The mean oocyte basal level of cAMP varied between 0.7 and 2.25 pmol/oocyte for the batches of oocytes from different animals used in the experiments reported in this paper. However, within the batches of oocytes from the same animal the basal levels varied by <15%. The individual experiments reported in this paper were all performed with oocytes from the same batch, and appropriate controls were run for each experiment. The results shown are for typical experiments that were repeated at least three times on different batches of oocytes with the same results. Statistical differences were defined at the level ofp < 0.05 with hierarchal ANOVA.
Drugs. The drugs used in these experiments were obtained from the following sources: dopamine hydrochloride, (−)-norepinephrine hydrochloride, (−)-epinephrine, tyramine hydrochloride, (±)-p-octopamine hydrochloride, IBMX, (±)-isoproterenol hydrochloride, pertussis toxin, phentolamine hydrochloride, anddl-propranolol were from Sigma-Aldrich (Poole, Dorset, UK);R(+)-SKF-38393 [R(+)-1-phenyl-2,3,4,5-tetrahydro-(1H)-3-benzazepine-7,8-diol], quinelorane dihydrochloride, (−)-quinpirole hydrochloride, PD-128,907 [(+)-(4aR,10bR)-3,4,4a,10b-tetrahydro-4-propyl-2H,5H-(1)benzopyrano-(4,3b)-1,4-oxazin-9-ol-hydrochloride],cis-(Z)-flupentixol dihydrochloride,R(+)SCH-23390 [R(+)-7-chloro-8-hydroxy-3-methyl-1-phenyl-2,3,4,5-tetrahydro-1H-3-benzazepine hydrochloride], S(−)-sulpiride, spiperone hydrochloride, (+)-butaclamol hydrochloride, S(−)-eticlopride hydrochloride, domperidone, (+)-bromocriptine methanesulfonate, (±)-6-chloro-APB [(±)-6-chloro-7,8-dihydroxy-3-allyl-1-phenyl-2,3,4,5-tetrahydro-1H-3-benzazepine hydrobromide], R(+)-6-bromo-APB [R(+)-6-bromo-7,8-dihydroxy-3-allyl-1-phenyl-2,3,4,5-tetrahydro-1H-3-benzazepine hydrobromide], (±)-6-chloro-PB [(±)-6-chloro-7,8-dihydroxy-1-phenyl-2,3,4,5-tetrahydro-1H-3-benzazepine hydrobromide], and (±)-PPHT [(±)-2-(N-phenylethyl-N-propyl)amino-5-hydroxytetralin hydrochloride] were from Research Biochemicals (Natick, MA); BAPTA-AM was from Calbiochem Novabiochem (Nottingham, UK).

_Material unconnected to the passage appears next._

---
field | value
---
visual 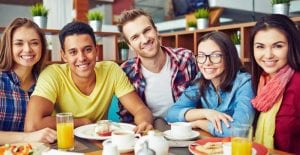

The Drosophila dopamine receptor DopR99B, when expressed in Xenopus oocytes, couples to both the initiation of an intracellular calcium signal and the stimulation of adenylyl cyclase activity (Feng et al., 1996). To determine whether both of these second messenger events are linked directly to receptor activation, rather than one being a secondary consequence of the other, we have compared the activation characteristics and pharmacology of both of the second messenger responses initiated by this receptor.
Time course of responses
We have monitored the DopR99B-induced changes in intracellular calcium levels by measuring the inward currents generated via activation of the endogenous inward calcium-dependent chloride current in oocytes. This method was pioneered in oocytes expressing G-protein-coupled receptors by Masu et al. (1987). Figure1 Ai shows that a 2 min pulse of 1 μm dopamine (a concentration that gives a maximal response; see Feng et al., 1996) initiates a very rapid, transient inward current with an extremely short lag time that peaks within 20 sec of dopamine application. This initial response often decays in the continued presence of dopamine to reveal a second, more variable, slower component of the response that declines to basal levels with a time course of 10–15 min and that frequently has superimposed current oscillations (Fig. 1 Aii). Similar biphasic time courses for the activation of the calcium-dependent inward chloride current have been described for the activation of a range of G-protein-coupled receptors expressed inXenopus oocytes (Dascal et al., 1986; Yakel et al., 1993). Uninjected control oocytes showed no inward currents in response to dopamine application (data not shown).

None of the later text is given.